Fiz esse resgate histórico para abordar o fato que esquentou as discussões em Conselhos na última semana e promete continuar quente nesta. Na sexta-feira (17), o Conselho de Administração da OpenAI (dona do ChatGPT) demitiu o CEO Sam Altman da liderança da empresa, e do Conselho. O argumento foi de que ele não era consistentemente sincero nas suas comunicações com o Conselho que, por sua vez, perdeu a confiança na sua liderança.
A notícia da demissão de Altman nem tinha esfriado quando uma “recontratação” do executivo foi anunciada. Motivos? O mercado e a própria organização não reagiu positivamente à sua saída, entendendo a importância de Sam Altman para a OpenAI.
A imagem da corporação e de seu líder se misturam - pelo papel que o ChatGPT ocupou na mundo e também pela sua presença forte à frente de discussões importantes sobre o avanço da inteligência artificial para o futuro da sociedade (ele, inclusive, esteve entre grandes líderes debatedores no senado americano para discutir aspectos do avanço da inteligência artificial -
falei disso em um artigo aqui).
Não pretendo entrar, aqui, em questões técnicas, muito menos fazer análises sobre o caso que ainda está em andamento (e por ainda não ter informações suficientes para poder aprofundar o assunto). Mas quero chamar a atenção ao fato de como andam na corda bamba o potencial criativo e disruptivo de empreendedores que trazem novos produtos, serviços, formas de pensar e agir para a sociedade - e a responsabilidade que as empresas devem ter para se manterem produtivas, confiáveis e éticas.
É claro que questões de desalinhamento entre as decisões do Conselho e o empreendedor líder da organização são muito graves e podem comprometer significativamente os negócios.
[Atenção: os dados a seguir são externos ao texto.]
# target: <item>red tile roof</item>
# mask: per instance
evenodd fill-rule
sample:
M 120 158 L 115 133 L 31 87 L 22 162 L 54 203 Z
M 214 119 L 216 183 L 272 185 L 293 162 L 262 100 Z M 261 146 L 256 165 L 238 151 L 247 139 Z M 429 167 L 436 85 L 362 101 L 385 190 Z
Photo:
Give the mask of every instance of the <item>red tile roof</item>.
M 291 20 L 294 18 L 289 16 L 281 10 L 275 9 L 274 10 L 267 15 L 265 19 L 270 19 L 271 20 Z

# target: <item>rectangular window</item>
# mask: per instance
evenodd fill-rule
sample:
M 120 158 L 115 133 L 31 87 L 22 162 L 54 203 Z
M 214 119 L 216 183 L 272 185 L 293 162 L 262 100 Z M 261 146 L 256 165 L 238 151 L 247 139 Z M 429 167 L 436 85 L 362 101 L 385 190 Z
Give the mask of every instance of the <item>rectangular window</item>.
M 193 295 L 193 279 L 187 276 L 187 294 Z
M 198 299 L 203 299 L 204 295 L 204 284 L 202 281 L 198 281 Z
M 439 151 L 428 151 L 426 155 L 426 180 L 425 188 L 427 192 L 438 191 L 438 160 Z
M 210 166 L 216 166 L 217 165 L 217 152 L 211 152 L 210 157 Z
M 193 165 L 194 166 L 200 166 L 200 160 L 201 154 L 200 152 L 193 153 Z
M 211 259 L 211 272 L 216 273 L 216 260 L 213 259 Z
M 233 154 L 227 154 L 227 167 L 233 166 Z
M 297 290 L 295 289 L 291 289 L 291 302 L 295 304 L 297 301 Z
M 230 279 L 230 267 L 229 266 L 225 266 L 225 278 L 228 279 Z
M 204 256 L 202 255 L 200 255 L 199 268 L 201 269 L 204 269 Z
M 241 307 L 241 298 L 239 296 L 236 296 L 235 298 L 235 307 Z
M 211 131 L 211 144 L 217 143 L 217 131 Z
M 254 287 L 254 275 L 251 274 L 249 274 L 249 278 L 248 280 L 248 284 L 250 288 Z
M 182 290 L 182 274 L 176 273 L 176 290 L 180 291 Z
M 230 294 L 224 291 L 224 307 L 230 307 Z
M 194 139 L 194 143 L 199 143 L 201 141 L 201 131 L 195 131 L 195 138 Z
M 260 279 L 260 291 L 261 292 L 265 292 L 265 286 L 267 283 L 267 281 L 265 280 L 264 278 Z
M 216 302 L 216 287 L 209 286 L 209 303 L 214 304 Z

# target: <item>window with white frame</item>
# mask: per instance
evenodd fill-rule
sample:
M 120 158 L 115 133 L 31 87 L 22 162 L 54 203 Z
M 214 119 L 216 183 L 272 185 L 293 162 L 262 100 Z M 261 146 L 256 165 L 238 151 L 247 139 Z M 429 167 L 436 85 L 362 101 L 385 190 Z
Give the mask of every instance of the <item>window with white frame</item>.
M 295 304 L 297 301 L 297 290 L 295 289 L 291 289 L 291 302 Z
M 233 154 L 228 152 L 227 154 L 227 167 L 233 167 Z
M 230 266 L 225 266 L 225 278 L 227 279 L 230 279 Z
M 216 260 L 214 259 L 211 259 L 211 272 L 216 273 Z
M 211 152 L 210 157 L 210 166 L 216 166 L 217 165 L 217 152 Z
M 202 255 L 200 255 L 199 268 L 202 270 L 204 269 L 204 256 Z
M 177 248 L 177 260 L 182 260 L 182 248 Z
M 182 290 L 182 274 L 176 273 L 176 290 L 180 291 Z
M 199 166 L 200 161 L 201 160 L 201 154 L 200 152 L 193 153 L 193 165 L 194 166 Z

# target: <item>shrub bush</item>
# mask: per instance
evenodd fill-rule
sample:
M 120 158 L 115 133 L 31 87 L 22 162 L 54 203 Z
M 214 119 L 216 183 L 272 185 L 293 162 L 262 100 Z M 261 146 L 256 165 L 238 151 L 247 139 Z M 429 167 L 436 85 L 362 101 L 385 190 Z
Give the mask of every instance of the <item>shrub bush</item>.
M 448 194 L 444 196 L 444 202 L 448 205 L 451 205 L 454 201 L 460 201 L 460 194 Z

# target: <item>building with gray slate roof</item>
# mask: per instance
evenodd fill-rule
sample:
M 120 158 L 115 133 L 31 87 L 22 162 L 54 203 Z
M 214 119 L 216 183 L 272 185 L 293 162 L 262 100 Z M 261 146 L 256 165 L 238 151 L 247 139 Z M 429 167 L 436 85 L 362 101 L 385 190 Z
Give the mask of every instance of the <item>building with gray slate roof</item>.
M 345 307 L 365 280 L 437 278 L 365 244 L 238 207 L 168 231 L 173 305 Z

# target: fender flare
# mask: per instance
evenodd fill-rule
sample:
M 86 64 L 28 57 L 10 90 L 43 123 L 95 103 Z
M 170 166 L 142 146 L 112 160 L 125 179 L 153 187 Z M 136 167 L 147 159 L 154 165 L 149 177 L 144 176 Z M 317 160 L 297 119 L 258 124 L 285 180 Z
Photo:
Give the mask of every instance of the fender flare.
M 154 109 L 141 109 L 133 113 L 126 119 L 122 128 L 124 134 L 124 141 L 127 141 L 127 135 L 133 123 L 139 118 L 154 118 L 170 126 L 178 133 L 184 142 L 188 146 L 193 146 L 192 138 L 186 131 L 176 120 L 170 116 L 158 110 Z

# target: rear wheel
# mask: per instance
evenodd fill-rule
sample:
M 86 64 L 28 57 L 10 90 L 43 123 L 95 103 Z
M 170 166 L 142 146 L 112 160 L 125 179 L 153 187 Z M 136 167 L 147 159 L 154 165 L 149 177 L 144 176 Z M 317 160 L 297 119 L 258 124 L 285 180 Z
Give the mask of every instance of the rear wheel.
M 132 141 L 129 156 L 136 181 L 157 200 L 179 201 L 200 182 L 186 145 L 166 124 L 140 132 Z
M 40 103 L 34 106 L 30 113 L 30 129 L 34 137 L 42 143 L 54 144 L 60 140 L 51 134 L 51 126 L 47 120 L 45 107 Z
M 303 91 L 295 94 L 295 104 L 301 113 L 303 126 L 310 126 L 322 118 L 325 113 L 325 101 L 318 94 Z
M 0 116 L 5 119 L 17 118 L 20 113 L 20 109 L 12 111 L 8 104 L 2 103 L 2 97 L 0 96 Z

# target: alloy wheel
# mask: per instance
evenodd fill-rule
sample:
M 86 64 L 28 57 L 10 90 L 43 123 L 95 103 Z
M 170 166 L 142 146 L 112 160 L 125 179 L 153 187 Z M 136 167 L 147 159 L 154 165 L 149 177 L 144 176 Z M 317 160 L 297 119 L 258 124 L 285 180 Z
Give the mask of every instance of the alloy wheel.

É claro que a condução equivocada do CEO deve ser tratada com senso de urgência pelos membros do Conselho.
O mercado amadurece com situações que trouxeram aprendizados importantes sobre isso, como o afastamento do fundador da WeWork, Adam Neumann, em 2019. A WeWork chegou a valer mais de US$ 47 bilhões, agora tem valor de mercado de apenas US$ 44 milhões. Na época, o Conselho tomou a decisão tardiamente, quando os problemas de governança e financeiros já eram gravíssimos.
O comportamento excêntrico do fundador claramente era um problema, mas sua habilidade de construir mais que uma empresa, uma comunidade é inquestionável. Ele liderava um movimento. Hoje, Adam Neumann é CEO da Flow, uma startup do ramo imobiliário que já captou US$ 350 milhões.
Outro exemplo é o clássico afastamento de Steve Jobs da Apple, em 1985. O Conselho deliberou de maneira unânime pelo seu afastamento e pela reformulação da empresa. Jobs ficou durante 12 anos afastado da empresa que ajudou a fundar. Em 1997, voltou à Apple e devolveu os grandes números à companhia, tornando-a novamente uma das empresas mais disruptivas e valiosas da história.
O mercado cada vez mais maduro, exige dos fundadores e empreendedores que avancem seus negócios com entregas que sejam produtivas, com sustentabilidade econômica e preocupação com o social.
A governança jovial de que tanto falamos não é uma governança imatura e sem regras. Mas questiona (o contraditório) a tomada de decisões baseadas apenas no que se conhece. A visão de futuro nos obriga a tomar riscos.
Como equilibrar esses dois lados? Não tolher a criatividade, o ímpeto e a capacidade desses empreendedores diferenciados dando liberdade para a disrupção e ao mesmo tempo assegurar a governança, que tem compromisso com todos os stakeholders e com a sociedade?
Novamente, não tenho a pretensão de trazer lições aprendidas dos casos, trago mais uns centavos nas discussões que são tão fundamentais. Trago mais perguntas que respostas aqui. As perguntas certas, às vezes, são as melhores contribuições que podemos dar.